The Pressures That Were Rome
Engineering was among the skills that allowed the Romans to expand and maintain their vast empire: the roads that led to Rome, Hadrian’s Wall that divided Britannia, the Coliseum, the Pantheon and aqueducts, the plumbing that brought water to the Seven Hills.
The Aqua Claudia, one of 11 aqueducts of Rome, channeled fresh water 46 miles into Rome (Unearthed: S7 E12, Seven Wonders of Rome) based on gravity alone without any additional pressure. To maintain a consistent gradient with minimal deterioration of the channel, the water flowed due to a drop of only 9 inches (0.3 psi) in 30 feet.
A mountain channel and portion of Aqua Claudia
According to legend, one of the more amazing water pressure feats in Rome was the flooding of the Coliseum to hold simulated sea battles. Archeologists believe a three-foot-wide tunnel running between the walls of the Coliseum may lead to a labyrinth of circular channels that flooded the floor in the center of the arena. The hydraulic system would have required significant pressure and produced a rapid flow of water to flood the arena to a depth of around 1 ½ meters with 3 ½ million gallons of water within a few hours. Water flowing directly from the aqueducts could not have produced these results.

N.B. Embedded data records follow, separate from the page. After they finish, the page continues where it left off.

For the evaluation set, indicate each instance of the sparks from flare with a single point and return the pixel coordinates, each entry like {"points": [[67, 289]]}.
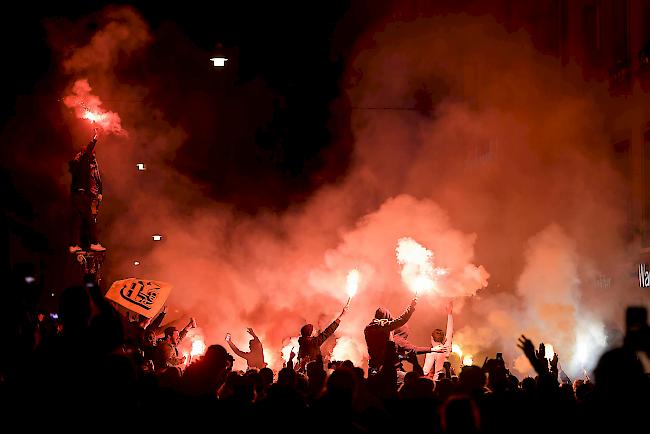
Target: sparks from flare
{"points": [[548, 351], [286, 350], [198, 347], [418, 272], [87, 106]]}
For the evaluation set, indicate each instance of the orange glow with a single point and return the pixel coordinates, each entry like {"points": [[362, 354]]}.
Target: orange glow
{"points": [[417, 272], [198, 347], [549, 351], [286, 350], [352, 284], [94, 117]]}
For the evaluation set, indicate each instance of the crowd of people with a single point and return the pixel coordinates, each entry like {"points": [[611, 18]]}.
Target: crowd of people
{"points": [[88, 362], [92, 361]]}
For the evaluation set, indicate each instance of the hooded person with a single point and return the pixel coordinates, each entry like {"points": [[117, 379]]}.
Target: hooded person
{"points": [[441, 347], [309, 346], [379, 331], [255, 356], [86, 195]]}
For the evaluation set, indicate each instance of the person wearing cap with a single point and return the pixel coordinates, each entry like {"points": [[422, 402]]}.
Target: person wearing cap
{"points": [[309, 346], [167, 351], [379, 331], [86, 192]]}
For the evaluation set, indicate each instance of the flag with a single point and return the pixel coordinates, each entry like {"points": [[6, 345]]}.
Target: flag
{"points": [[142, 296]]}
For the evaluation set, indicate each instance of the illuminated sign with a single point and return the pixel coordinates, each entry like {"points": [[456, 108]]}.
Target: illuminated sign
{"points": [[644, 276]]}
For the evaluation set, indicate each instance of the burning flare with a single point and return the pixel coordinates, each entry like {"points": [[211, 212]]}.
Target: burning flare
{"points": [[548, 351], [88, 106], [198, 347], [418, 272], [286, 350]]}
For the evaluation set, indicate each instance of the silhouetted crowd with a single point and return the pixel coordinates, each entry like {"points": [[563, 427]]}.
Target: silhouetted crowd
{"points": [[90, 369]]}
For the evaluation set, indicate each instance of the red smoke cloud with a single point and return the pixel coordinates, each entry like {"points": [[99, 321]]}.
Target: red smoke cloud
{"points": [[507, 177]]}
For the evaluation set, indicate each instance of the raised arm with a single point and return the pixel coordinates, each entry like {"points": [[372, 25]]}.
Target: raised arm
{"points": [[403, 319], [449, 334], [91, 145], [236, 350], [329, 331], [155, 324], [183, 332]]}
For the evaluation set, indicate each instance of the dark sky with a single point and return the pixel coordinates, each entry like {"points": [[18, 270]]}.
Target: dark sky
{"points": [[281, 147], [283, 120]]}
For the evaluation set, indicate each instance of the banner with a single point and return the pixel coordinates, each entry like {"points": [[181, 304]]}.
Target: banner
{"points": [[142, 296]]}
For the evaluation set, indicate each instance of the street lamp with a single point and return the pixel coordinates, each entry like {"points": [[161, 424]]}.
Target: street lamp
{"points": [[219, 62]]}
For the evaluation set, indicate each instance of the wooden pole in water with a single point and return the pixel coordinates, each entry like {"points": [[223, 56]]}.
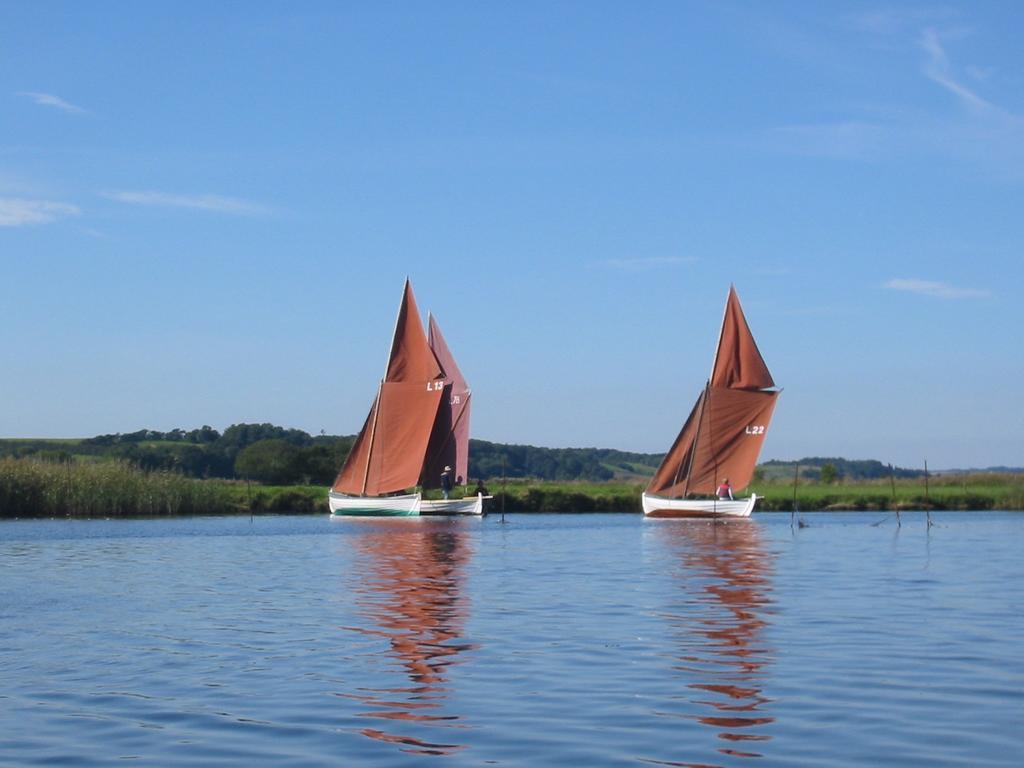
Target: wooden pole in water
{"points": [[796, 479], [928, 499], [892, 482]]}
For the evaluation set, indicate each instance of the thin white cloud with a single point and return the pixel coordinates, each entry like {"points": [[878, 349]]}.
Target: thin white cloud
{"points": [[938, 70], [22, 212], [844, 139], [933, 288], [210, 203], [48, 99], [648, 262]]}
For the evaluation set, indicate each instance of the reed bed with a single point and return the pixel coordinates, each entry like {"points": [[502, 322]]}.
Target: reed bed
{"points": [[36, 488]]}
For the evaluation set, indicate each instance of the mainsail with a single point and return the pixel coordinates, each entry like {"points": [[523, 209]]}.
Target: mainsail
{"points": [[450, 440], [723, 434], [389, 452]]}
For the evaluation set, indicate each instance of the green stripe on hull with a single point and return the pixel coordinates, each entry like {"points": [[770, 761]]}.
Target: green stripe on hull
{"points": [[374, 512]]}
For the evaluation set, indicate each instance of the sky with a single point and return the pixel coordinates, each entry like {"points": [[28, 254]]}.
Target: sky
{"points": [[208, 211]]}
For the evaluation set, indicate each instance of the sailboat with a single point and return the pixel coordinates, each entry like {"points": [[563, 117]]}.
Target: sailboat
{"points": [[417, 427], [722, 436]]}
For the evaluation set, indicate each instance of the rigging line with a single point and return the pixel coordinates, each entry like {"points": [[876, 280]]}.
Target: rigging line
{"points": [[373, 429], [696, 437]]}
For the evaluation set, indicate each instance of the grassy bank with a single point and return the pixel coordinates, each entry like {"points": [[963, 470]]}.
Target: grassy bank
{"points": [[35, 488]]}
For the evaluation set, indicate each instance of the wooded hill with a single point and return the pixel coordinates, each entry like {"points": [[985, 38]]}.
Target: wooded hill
{"points": [[280, 456]]}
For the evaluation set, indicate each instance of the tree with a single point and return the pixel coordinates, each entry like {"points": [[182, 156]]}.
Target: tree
{"points": [[828, 473], [271, 461]]}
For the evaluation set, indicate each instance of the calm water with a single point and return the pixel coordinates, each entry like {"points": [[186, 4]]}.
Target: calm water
{"points": [[550, 640]]}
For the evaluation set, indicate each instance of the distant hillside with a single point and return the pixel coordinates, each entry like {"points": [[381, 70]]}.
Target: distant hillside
{"points": [[810, 468], [282, 456]]}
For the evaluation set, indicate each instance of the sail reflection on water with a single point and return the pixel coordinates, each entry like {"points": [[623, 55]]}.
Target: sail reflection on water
{"points": [[409, 589], [725, 578]]}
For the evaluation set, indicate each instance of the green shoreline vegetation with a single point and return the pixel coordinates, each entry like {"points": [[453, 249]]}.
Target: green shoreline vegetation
{"points": [[263, 468], [34, 487]]}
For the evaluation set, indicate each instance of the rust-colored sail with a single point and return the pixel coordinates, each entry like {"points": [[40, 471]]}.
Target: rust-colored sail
{"points": [[738, 364], [450, 441], [723, 434], [389, 452]]}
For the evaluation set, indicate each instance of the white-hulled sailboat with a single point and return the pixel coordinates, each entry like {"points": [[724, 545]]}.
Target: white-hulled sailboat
{"points": [[418, 425], [723, 434]]}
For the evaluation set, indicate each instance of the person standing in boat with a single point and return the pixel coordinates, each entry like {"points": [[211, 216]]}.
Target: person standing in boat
{"points": [[725, 491], [446, 481]]}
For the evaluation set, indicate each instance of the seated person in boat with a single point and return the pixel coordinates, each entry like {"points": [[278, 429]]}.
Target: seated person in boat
{"points": [[446, 481]]}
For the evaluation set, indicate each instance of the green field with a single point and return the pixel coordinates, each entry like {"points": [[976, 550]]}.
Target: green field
{"points": [[107, 488]]}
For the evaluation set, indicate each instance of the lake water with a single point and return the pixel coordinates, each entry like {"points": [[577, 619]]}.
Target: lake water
{"points": [[592, 640]]}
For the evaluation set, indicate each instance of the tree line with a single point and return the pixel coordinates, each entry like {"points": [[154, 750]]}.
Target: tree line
{"points": [[280, 456]]}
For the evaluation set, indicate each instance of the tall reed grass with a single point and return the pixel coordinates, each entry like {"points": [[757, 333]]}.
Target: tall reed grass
{"points": [[36, 488]]}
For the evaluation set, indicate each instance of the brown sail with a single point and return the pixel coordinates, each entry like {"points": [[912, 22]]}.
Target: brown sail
{"points": [[724, 432], [450, 441], [389, 452]]}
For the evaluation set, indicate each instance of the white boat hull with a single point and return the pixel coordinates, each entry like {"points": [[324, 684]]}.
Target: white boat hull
{"points": [[470, 506], [656, 506], [374, 506]]}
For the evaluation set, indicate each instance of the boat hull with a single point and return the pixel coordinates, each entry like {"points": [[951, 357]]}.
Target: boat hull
{"points": [[372, 506], [470, 506], [656, 506]]}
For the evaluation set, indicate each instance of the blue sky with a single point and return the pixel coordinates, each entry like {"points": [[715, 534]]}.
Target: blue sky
{"points": [[207, 211]]}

Discovering the ruins of a monumental fountain uphill from the Coliseum, archeologists speculate that water from an aqueduct fed the fountain and was stored 6 meters (almost 20 feet) above the Coliseum. With a sufficiently steep grade, the hydraulic pressure from this height (8.7 psi) may have been enough to accomplish the flooding. After the sea spectacle, four huge drainage channels opened to flush the water away so the more well-known gladiator competitions could be held.